All the headers I have come across, from cheap to very expensive, say that there is a hole on the Pontiac head that may need to be tapped (or is it drilled and tapped? can't remember) to use them. 

Is there anyway of telling without taking the current exhaust off if the heads I have on the car have this done? Is it a certain year type thing, or just random?

70 Lemans with a 350 and Th350 trans and single exhaust is what I have.
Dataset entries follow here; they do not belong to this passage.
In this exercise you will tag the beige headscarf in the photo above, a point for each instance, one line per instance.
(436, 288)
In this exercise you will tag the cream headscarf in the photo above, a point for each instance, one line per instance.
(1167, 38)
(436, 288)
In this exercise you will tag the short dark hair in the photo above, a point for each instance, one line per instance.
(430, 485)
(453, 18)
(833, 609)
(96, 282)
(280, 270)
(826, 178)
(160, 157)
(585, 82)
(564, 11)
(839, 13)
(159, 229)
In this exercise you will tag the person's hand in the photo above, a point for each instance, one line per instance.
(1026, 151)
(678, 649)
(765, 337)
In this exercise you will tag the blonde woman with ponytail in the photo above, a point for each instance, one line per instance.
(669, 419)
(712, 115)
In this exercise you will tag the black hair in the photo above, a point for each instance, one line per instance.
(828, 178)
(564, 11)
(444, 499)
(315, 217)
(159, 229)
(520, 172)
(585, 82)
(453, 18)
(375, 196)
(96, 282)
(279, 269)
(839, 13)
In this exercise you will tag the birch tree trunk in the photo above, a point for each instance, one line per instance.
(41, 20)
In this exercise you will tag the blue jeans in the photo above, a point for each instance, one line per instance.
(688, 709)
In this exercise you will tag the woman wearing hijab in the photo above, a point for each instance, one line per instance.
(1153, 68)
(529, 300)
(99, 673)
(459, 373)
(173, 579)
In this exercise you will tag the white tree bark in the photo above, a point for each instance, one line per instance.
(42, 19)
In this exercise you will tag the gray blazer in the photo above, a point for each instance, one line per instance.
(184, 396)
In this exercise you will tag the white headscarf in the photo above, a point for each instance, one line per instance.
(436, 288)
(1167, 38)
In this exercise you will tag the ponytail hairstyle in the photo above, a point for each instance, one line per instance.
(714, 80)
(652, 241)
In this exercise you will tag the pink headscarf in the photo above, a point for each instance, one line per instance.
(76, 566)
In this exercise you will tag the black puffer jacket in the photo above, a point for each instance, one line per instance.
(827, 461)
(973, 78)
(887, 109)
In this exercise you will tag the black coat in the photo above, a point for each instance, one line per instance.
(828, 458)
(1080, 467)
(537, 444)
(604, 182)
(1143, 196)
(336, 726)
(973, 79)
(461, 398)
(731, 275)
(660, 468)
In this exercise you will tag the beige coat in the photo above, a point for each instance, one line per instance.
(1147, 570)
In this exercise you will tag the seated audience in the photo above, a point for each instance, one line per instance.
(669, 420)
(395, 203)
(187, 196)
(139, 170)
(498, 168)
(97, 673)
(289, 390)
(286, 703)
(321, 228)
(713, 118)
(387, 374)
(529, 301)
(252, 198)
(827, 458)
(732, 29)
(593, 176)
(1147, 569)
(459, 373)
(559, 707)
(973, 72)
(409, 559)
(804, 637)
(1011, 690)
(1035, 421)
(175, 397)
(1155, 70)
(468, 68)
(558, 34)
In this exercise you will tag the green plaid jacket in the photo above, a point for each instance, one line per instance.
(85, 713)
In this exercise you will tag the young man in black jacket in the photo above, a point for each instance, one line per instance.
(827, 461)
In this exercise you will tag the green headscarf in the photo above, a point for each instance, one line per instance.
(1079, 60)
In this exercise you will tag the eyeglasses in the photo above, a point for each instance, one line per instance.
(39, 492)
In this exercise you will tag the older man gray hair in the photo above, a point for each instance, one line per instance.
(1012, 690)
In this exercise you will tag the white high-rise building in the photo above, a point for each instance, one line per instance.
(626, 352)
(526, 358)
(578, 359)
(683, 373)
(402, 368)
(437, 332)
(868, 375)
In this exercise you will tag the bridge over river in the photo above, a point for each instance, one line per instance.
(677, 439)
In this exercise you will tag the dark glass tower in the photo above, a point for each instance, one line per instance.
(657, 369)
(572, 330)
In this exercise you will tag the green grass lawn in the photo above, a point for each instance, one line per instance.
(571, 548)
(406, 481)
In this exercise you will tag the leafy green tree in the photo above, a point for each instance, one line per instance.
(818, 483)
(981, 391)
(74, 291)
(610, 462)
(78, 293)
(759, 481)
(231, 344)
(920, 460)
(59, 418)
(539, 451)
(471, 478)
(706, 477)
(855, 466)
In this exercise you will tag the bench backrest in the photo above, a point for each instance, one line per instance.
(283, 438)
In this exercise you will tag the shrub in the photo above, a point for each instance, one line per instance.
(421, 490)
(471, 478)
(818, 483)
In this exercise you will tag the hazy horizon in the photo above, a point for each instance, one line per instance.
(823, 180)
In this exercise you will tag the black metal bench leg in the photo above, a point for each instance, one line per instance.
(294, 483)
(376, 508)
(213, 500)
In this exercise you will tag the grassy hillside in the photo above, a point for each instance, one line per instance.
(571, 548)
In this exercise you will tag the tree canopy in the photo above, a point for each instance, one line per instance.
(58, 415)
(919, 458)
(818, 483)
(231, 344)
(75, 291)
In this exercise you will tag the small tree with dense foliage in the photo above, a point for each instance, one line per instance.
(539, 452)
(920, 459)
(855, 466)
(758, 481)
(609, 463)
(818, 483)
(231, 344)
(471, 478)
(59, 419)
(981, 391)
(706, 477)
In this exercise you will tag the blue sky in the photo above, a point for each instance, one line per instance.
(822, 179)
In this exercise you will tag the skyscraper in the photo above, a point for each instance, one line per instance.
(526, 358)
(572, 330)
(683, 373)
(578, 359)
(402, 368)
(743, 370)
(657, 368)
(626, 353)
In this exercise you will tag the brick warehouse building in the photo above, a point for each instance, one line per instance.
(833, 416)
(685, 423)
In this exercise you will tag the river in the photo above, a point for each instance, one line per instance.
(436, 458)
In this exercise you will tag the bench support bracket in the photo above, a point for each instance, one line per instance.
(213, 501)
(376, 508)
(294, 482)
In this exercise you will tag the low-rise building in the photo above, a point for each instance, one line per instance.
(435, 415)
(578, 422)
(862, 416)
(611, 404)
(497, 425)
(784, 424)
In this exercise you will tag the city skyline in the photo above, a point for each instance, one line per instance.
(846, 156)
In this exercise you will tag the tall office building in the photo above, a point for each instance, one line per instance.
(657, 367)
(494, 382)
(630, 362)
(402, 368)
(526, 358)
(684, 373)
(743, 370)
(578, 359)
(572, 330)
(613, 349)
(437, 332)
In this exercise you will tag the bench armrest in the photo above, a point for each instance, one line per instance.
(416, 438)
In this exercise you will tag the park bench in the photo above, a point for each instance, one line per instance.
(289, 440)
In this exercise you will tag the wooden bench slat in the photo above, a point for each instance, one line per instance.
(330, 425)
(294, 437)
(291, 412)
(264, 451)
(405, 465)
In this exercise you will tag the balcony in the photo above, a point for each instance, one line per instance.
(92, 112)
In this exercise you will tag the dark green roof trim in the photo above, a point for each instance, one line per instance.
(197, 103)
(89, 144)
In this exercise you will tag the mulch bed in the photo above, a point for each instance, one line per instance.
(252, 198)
If I have to remove the heads to have the hole taken care of, I will just stick with the stock manifolds for now. 

Thanks,
Russ


----------



## BearGFR (Aug 25, 2008)

russosborne said:


> All the headers I have come across, from cheap to very expensive, say that there is a hole on the Pontiac head that may need to be tapped (or is it drilled and tapped? can't remember) to use them.
> 
> Is there anyway of telling without taking the current exhaust off if the heads I have on the car have this done? Is it a certain year type thing, or just random?
> 
> ...


Hey Russ, the easy way to tell is to look at what you've got now and count how many bolts are holding on your manifolds. If you've got 6, (2 on the front port, 2 on the rear port, and 2 covering the middle 2 ports) you're good to go. If you've only got 5, then you know your heads will "need" the additional bolt hole drilled and tapped.

Bear


----------



## russosborne (Dec 6, 2010)

Cool, Thanks!
Russ


----------



## Mr. P-Body (Jan 20, 2011)

Russ,

To clear things up a bit...

'72-'74, for some inexplicable reason, Pontiac deleted the outboard exhaust bolts. I suppose a "cost cutting" measure. SOME of the heads still had the "boss" for the bolt, while others didn't even have THAT. It doesn't apply to the '70 castings, as all 6 holes ARE drilled and tapped in them.

Jim


----------



## russosborne (Dec 6, 2010)

Thanks. 
That might explain what I seemed to find last night. On the passenger side (haven't even tried the driver side yet) I could only feel 4 bolt heads. one on the first and last port, and then the two on the middle ports. Now, there is a lot of rust on the bolts that are there, and maybe the other two got broken off. I really don't know. 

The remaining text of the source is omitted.